On 6/13/2012 4:47 PM, Sebastian Kaliszewski wrote:
KH wrote:
On 6/12/2012 8:20 PM, Sebastian Kaliszewski wrote:
KH wrote:


snip


And phase as Audio Empire points out.

Well yes, but what is phase except a temporal shift?


You're conflating phase and wavefront. You can have 180deg off phase
signals coming at the same moment.


What I meant to say was "phase differences". Two identical waves 180deg
off phase are different only in an f/2 temporal shift right?


in conjunction with the HRTF of the listener, create a spacial image.
That information was not, however, encoded into the recording except
as temporal and level information.

And possibly phase as well.

Ditto


See above. Phase is a property different from timing.


With respect to the specific discussion, I don't see how they can be
considered separate properties. For example, if we were to take two
instruments that could produce a single pure tone (hypothetically) and
place them on a stage, one 3M from the mic, and one 5M from the mic, and
shifted laterally 1M. If both instruments were started simultaneously,
calibrated to provide equal signal levels at the microphone, then the
wavefront at the microphone position would, from a direct perspective,
comprise two out of phase waves right? Yet, the only difference in the
signals is arrival times of the respective peaks and troughs, no?

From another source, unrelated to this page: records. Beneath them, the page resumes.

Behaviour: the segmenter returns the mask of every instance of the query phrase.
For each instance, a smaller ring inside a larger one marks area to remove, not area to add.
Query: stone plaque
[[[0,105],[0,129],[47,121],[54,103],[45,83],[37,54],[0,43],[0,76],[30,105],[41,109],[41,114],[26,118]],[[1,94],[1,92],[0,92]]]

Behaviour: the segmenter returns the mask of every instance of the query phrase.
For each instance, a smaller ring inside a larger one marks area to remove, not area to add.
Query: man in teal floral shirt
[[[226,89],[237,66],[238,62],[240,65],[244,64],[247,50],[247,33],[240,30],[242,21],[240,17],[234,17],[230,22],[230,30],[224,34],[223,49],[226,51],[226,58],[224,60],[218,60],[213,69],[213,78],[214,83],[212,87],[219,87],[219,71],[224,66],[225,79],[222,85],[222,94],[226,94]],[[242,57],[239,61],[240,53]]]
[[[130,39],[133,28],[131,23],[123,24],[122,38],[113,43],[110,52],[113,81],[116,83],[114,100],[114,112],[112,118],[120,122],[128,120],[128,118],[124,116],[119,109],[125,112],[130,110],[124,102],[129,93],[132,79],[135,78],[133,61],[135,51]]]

Not necessarily. First of all, both players might night start the note in the
same place, but start it at the same time meaning that their wavefronts might
arrive at the diaphragm at a time shifted by their differences, but might be
greater of less than 180 degrees out of phase. Also a real flute waveform is
more complex than a simple sinewave, and therefore there will be phase
anomalies within the two flutes. Now if we use two speakers fed by a sinewave
generator, the problem will still exist that unless it's the same generator
through two speakers there will still be a random phase component other than
the distance component. But that hardly tells us anything about the real
world.

So add a second microphone, and you have the same signals recorded from
a different position in space. As long as you know the microphone
positions, its easy to determine the relative positions of the two
instruments, aurally or mathematically. Yet when you add in the effects
of the reverberant sound field you have a whole new set of signals of
varying strengths and arrival times, and thus phase differences. As a
listener, in place of the microphones, even minor head movements allow
you to localize the instruments by sampling different angular
presentations (i.e. the HRTF effect) and analyzing multiple wave fronts.
This depth of information is simply not captured in a stereo recording.


Sure it is. It's capture by only two mikes (ideally), but in the right
circumstances, that's enough.

That is the information that is missing; that's the information that
allows us to establish accurate positional data.


I maintain that in a properly made recording, it's not missing.